Du côté de Berlin, l’embarras domine également le discours politique. Comme le rappelle le gouvernement dans un communiqué paru ce vendredi, l’Allemagne est «un des plus grands partisans de la CPI» mais entretient aussi «des relations uniques et une grande responsabilité avec Israël». Pour l’heure, le pays indique «examiner consciencieusement les mesures nationales». Et sans forcément trancher, estime avec prudence qu’il «faudrait attendre que le Premier ministre Benjamin Nétanyahou et l’ancien ministre de la Défense Yoav Gallant se rendent en Allemagne pour que d’autres mesures soient prises». Répondant à des journalistes ce vendredi, le porte-parole du gouvernement, Steffen Hebestreit a déclaré : «Il m’est difficile d’imaginer que nous procédions à des arrestations sur cette base».

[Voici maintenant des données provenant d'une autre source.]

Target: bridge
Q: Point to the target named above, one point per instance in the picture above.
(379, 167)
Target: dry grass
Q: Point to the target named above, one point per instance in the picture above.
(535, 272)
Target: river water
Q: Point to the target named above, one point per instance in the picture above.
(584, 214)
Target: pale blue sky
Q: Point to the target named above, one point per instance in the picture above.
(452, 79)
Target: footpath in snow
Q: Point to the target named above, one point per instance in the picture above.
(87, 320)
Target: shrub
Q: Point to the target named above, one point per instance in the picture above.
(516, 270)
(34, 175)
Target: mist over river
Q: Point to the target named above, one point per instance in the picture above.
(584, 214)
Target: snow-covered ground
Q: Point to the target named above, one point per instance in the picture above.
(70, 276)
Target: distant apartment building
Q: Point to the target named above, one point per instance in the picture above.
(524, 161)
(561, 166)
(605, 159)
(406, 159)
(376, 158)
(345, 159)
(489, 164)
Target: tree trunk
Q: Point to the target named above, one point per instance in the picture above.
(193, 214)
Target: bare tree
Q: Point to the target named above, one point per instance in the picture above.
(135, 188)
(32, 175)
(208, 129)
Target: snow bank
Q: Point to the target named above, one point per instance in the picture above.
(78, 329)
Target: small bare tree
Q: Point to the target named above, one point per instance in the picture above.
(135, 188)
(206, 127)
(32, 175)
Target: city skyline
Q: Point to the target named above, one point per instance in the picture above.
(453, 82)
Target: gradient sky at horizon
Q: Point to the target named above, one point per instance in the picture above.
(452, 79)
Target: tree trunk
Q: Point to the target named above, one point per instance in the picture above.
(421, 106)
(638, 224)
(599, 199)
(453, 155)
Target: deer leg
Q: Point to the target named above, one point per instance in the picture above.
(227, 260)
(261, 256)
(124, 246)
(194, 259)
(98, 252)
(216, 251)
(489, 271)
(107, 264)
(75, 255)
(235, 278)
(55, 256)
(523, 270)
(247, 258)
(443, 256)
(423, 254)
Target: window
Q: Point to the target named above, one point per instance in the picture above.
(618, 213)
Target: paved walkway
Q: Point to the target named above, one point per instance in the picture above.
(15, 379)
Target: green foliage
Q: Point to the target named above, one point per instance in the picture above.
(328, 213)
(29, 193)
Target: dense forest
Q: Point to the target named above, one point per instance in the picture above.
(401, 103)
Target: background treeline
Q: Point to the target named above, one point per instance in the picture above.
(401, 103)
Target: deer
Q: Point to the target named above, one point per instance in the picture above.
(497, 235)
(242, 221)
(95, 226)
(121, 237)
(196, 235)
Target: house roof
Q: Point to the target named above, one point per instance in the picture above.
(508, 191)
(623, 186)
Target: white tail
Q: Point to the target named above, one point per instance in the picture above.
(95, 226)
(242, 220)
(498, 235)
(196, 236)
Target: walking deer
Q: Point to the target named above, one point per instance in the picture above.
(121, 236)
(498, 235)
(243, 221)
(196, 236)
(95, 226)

Enfin, l’Italie enchaîne quant à elle les déclarations contradictoires. Le ministre de la Défense Guido Crosetto a déclaré que le pays serait obligé d’arrêter les deux représentants israéliens… Mais le vice-Premier ministre Matteo Salvini a assuré que «Nétanyahou serait le bienvenu s’il venait en Italie», fustigeant au passage une «décision politique» de la part de la CPI. Pour l’heure, la Première ministre italienne Giorgia Meloni, également ministre des Affaires étrangères du G7, a annoncé que les sept grandes puissances discuteront lundi et mardi des mandats d’arrêt émis.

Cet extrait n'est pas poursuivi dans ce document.